From: FX (fxcoudert_at_gmail.com)
Date: Mon Apr 06 2020 - 05:01:55 CDT

Hi everyone,

I was thinking about a way to add cell information to files read or written in XYZ format. As you know there is no cell information recorded in the XYZ file format, but it is actually pretty easy to add some: each structure has a comment line, which different tools can use to store additional information. We can add the cell information there, in a format that is unambiguous to anyone reading the file:

1188
 generated by VMD, with cell: a=27.565001 b=38.624001 c=10.748000 alpha=93.489998 beta=90.900002 gamma=117.150002
 O 10.659605 14.038974 6.458052
 H 10.304418 14.500156 7.211330

and yet will be ignored by any tool that does not expect it.

I also added the code to read back the information, so that XYZ files can be round-tripped with no loss of information.

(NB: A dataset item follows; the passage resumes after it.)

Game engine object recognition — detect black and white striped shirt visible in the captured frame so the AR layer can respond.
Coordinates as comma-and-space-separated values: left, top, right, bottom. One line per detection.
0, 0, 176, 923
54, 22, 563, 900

This can also allow other tools to start adding cell information in the future, in particular users’ own conversion/analysis scripts. The reading code is completely specific about what it expects, to avoid reading wrong information. It will only read information in the specific format above, where all the a= b= c= alpha= beta= gamma= fields are provided and non-zero. Otherwise, we fall back to the current behaviour.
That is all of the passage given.